- What’s good? Periscope zoom lens at an affordable price; nice build quality; great software
- What’s not good? Realme is just pumping out too many phones. You buy this, thinking you have Realme’s latest, then six weeks later Realme releases something new and you have an old model already. It’s crazy.
Realme has only been around two years, but it’s already released like a dozen phones — seriously, the brand has no chill — but they all offer some of the best value around, and oftentimes the Realme device is the first to offer a flagship feature at a budget price point. Last year’s Realme X was the first sub-$450 phone to get an in-display fingerprint scanner and pop-up elevating cameras—both features that had grabbed headlines just months ago—and then the Realme X50 Pro offered a 90Hz display at a time when $1,000 phones from Samsung were still running at 60Hz.
Now the Shenzhen-headquartered brand is back with the Realme X3 SuperZoom, which as the name suggests brings the “Periscope” zoom lens technology that was the star of Huawei’s and Oppo’s top-of-the-line phones just a year ago to a phone that costs a fraction as much.
Starting at around 500 euro, this is a heck of a package at this price point, because in addition to the Periscope zoom lens that can capture almost lossless 10X zoom and digital zoom up to 60X, the phone also sports a 6.6-inch 120Hz, 1080p display. It is, however, an LCD panel, so blacks aren’t as deep and reds aren’t as lush, and the bezels that wrap around the screen are a hair thicker than an OLED panel’s but it’s still a very good looking screen.
Another area that’s been compromised—at least on paper—is the chipset: the X3 SuperZoom runs on a Snapdragon 855+ instead of the current 865, but it is good news if you ask me. Qualcomm’s decision to force 5G modems into all purchases of the 865 chip has driven up the cost of smartphones this year (leading to backlash against Xiaomi, OnePlus and the like from fans). The 855+ is more than capable, and is clearly used here to shave production cost, which allows a lower starting price. But yes, this phone does not support 5G—that doesn’t matter to me, nor should it to you. The 5G launched right now are very basic, preliminary versions; the real 5G that will be life-changing won’t really be a factor in our lives until at least another year.
The main camera system consists of four cameras: a 64-megapixel Samsung ISOCELL GW1 sensor that’s similar to the one used in Realme’s previous X50 Pro; an 8-megapixel wide-angle camera with a 119-degree field-of-vision; a macro lens that can get really close-up shots, and the aforementioned Periscope lens.
Photos are very good for a mid-tier device at this price range, but they fall short of flagships.
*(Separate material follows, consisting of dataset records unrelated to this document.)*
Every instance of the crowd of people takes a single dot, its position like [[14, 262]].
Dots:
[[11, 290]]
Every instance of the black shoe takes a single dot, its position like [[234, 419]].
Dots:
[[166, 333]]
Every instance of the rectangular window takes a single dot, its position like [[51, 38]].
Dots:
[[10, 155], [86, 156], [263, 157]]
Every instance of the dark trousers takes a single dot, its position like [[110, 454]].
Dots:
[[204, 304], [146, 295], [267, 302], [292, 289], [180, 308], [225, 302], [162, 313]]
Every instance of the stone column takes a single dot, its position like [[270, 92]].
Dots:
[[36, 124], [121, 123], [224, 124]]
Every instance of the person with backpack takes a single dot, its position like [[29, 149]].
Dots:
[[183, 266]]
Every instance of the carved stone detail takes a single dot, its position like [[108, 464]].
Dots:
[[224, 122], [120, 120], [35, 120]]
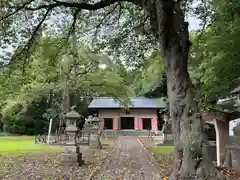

Samsung’s GW1 sensor overexposes easily, although Realme’s night mode, named “Nightscape,” works very well. It is, after all, the same night mode seen in Oppo’s phones.
One thing to note about the Periscope lens is that, although it is using the same tech as the Periscope lens seen in Huawei, Oppo and Samsung phones (in which the lens are placed sideways inside the device to allow for image information to travel through a series of magnifying glasses), the overall image sensor is noticeably smaller. And so zooming quality suffers when going beyond, say, 20X. To compound matters, Realme allowed the digital zoom to reach up to 60X, which sounds great in theory but the results are a blurry mess. So even though the phone advertises zoom up to 60X, it’s best to keep it under 20X.
The wide-angle camera also suffers from sub-par dynamic range due to the small sensor and lower megapixel count. But these are all nitpicks as my eyes are used to seeing photos produced by phones that cost twice as much.
The software experience is excellent, as has been the case with previous Oppo/Realme phones. I’ve reviewed about a half dozen Oppo/Realme phones over the past year so I’m not going to bother explaining for the 9th time why the software experience is great. Just know that it’s clean, stays true to Android’s vision, and offers plenty of shortcut gestures. If you want to know more, please check the old reviews.
The Snapdragon 855+ here performs just as great as last fall, and the 4,200 mAh battery is almost enough to power the phone all day. Keep in mind I’m running the screen at full 120Hz resolution; if I lower it to 60Hz, battery life will last through the night easy.
Some of the flagship flourishes are missing here: there’s no stereo speaker, no wireless charging, no water proofing. But outside of these things, the X3 SuperZoom is a very good mid-tier handset that offers the important stuff: high refresh screen, superior zoom camera system, capable chipset, at a reasonable cost.